Let's let monetary wealth represent our measure of success, let's assume that college entrance exams (and the ability to graduate) is purely meritocratic (i.e. "I went to Standford" -> "I'm smart"), let's define $100m net worth as ultra wealthy, let's assume that graduation from a college gives a person just intelligence and the connections you make there are not significantly influential to success (this one is actually key, but "left to reader as an exercise"), and let's assume your final net worth is purely due to your own work/efforts. We're using this because the frequency of which awarding institution is used to imply one's value/worth/skill (your cousin/friend/boss/coworker who brags about being an "x" graduate or parents showing off their kid's intelligence, etc) and how admittance to these institutions has a very strong correlation to standardized test scores.

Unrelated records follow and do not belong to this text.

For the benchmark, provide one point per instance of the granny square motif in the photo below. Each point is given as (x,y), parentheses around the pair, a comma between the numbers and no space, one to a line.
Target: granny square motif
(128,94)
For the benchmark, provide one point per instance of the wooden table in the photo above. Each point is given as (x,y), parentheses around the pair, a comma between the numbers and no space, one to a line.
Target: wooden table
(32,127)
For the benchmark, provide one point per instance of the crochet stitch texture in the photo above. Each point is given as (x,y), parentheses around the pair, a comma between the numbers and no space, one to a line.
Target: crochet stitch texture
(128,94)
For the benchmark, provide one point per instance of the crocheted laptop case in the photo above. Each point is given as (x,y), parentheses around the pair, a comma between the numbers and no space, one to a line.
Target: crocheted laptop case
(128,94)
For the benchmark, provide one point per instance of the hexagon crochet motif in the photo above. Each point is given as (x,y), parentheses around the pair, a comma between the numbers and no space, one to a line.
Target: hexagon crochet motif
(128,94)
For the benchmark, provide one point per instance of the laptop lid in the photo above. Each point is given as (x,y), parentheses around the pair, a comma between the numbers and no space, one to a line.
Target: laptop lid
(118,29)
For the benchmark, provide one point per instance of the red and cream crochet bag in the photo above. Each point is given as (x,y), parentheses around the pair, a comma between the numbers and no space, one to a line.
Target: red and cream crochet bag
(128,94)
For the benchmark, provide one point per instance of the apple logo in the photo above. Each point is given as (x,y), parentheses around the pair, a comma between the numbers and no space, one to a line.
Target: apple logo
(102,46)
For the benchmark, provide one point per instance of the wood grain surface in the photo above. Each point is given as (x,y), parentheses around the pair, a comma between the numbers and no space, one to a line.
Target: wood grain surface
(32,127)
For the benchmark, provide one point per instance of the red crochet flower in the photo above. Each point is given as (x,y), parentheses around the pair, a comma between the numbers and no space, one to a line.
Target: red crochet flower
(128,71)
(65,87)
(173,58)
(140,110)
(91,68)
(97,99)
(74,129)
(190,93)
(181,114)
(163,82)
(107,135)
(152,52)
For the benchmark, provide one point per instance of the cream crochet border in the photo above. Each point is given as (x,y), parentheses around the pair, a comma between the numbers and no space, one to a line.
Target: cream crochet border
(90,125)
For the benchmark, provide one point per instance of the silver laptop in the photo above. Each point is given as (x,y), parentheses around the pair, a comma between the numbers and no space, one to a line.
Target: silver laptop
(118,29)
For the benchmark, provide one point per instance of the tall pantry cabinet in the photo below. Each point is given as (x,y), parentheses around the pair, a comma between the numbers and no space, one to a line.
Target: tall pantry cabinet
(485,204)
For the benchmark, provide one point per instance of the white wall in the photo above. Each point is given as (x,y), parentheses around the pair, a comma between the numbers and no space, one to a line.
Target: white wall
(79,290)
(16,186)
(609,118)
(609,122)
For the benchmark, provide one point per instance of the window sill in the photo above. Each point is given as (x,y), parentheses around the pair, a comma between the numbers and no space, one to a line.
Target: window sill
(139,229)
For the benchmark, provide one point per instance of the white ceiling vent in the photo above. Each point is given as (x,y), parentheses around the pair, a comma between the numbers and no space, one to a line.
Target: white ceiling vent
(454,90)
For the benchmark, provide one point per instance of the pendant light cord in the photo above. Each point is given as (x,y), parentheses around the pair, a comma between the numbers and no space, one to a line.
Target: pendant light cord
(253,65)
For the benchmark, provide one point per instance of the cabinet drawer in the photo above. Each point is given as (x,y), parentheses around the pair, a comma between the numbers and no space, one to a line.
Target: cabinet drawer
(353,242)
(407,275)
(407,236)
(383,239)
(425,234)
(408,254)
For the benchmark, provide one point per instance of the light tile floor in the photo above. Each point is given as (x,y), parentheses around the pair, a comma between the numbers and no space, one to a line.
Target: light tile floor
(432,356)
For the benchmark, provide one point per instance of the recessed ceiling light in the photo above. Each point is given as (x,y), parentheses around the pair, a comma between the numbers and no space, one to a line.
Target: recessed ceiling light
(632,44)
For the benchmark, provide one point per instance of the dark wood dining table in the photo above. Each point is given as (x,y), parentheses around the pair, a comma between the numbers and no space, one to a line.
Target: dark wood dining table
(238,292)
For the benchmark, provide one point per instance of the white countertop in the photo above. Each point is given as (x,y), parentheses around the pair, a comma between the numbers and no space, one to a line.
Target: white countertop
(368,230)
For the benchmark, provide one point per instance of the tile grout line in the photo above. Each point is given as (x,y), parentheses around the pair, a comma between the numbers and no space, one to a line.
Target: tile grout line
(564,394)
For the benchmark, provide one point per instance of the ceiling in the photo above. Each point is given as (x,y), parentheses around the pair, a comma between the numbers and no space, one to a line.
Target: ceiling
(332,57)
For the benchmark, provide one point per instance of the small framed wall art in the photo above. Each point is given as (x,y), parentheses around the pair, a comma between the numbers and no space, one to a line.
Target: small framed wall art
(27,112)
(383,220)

Top 8 schools here are Harvard, MIT, Stanford, UPenn, Columbia, Yale, Cornell, Princeton which represents 7%, 5%, 5%, 4%, 4%, 4%, 3%, and 3% of US ultra wealthy, respectively. And these represent 35% of all of the US's ultra wealthy, which there are 10,660 today (~28.5k globally). So 746, 533, 426, and 320 people, respectively. (Note we now have to assume there isn't double/triple counting: e.g. undergraduate Harvard, masters MIT, PhD Stanford) Each year these schools graduate 10k (Harvard is a bit confusing), 3.5k, 5.2k, and so on. Now I don't have data for when those people graduated from those schools, so we'll describe a function to help us estimate. Using Harvard we have 746 people / (10k graduates * number of years). I was able to find that the median age of this group is >55 but also evidence of a bimodal distribution). So let's naively assume a 10 year period, as this still gets us a pretty conservative/lower bound estimate (as well as assuming no dupes). So now we have that Harvard represents 7% of US centimillionaires, but only (and this is an absurd overestimate) 0.7% of Harvard graduates are centimillionaires.

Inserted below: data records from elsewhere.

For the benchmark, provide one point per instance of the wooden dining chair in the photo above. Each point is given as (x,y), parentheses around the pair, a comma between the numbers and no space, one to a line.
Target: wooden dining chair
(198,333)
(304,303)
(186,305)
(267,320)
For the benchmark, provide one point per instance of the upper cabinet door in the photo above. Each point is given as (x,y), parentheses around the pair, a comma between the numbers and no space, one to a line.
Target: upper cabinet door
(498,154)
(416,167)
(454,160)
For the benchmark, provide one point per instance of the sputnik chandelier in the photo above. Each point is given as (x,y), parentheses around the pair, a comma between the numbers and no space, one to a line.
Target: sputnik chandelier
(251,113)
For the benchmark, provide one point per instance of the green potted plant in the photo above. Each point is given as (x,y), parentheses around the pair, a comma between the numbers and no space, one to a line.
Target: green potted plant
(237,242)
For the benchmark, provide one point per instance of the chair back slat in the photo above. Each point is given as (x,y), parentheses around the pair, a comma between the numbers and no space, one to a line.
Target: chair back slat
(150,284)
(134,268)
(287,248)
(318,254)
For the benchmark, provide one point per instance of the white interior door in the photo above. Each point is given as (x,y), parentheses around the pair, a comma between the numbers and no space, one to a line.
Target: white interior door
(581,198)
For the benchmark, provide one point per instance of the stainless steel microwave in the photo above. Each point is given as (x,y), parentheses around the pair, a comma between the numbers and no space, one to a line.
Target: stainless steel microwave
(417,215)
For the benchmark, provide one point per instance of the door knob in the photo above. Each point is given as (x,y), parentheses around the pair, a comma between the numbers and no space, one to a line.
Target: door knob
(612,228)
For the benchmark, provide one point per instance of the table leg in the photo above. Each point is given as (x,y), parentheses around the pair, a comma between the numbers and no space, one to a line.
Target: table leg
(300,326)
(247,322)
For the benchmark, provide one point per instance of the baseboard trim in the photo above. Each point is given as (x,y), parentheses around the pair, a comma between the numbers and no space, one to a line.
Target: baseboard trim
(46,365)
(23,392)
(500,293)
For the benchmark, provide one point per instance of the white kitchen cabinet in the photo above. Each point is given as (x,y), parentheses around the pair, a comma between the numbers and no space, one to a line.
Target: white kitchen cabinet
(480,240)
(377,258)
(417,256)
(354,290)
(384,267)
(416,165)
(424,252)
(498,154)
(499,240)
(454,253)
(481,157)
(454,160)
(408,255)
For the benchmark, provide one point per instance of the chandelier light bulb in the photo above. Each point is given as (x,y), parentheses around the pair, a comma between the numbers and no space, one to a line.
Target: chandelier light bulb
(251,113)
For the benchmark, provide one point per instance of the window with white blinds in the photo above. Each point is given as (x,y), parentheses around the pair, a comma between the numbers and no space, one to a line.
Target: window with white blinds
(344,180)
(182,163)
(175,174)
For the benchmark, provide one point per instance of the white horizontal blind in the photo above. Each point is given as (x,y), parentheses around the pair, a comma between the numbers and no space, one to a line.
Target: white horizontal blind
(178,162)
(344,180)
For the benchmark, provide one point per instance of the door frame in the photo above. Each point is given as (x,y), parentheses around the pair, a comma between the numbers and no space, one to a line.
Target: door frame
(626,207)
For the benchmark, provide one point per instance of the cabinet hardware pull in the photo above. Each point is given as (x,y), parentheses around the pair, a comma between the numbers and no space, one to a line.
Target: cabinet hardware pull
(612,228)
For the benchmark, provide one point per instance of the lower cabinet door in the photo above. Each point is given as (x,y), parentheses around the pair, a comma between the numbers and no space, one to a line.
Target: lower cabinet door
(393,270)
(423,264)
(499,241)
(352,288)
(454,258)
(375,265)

Now we see a framing issue. Harvard tries to show its value by advertising that it is the highest producer of centimillioaires, citing this 7% number. But when we consider context (i.e. the number of graduating people) we find that far fewer than 1% of graduates make it to that level of success, which suggests that a Harvard education has little to nothing to do with said success. Even if we try a clearer cut case like with MIT where there are 2k engineering degrees awarded a year (200 arch, 100 hum/art/soc. sci, 1k management, 500 sci, etc) then we have 533/(2k * 10) or 2.6% and this still does not imply that MIT has a large effect on you becoming ultra wealthy, because this all relates to the exact same problem as the intro medical test problem: the base population size is large and the event you're testing for is rare. In fact, you can do this type of analysis for any test and mark of success and you'll probably end up with very similar results. The underlying reasoning being that there are many factors that actually lead to success and any single one of them is not a significant indicator, but it is the agglomeration of weakly influencing events that accumulate over time. Of course these numbers still have utility and this doesn't suggest you shouldn't get a degree or that you shouldn't aim for a top school degree, but they have to be understood under context and that context is often complex. Which removing the context is how one lies with statistics/data and the most common person that lie is told to is yourself.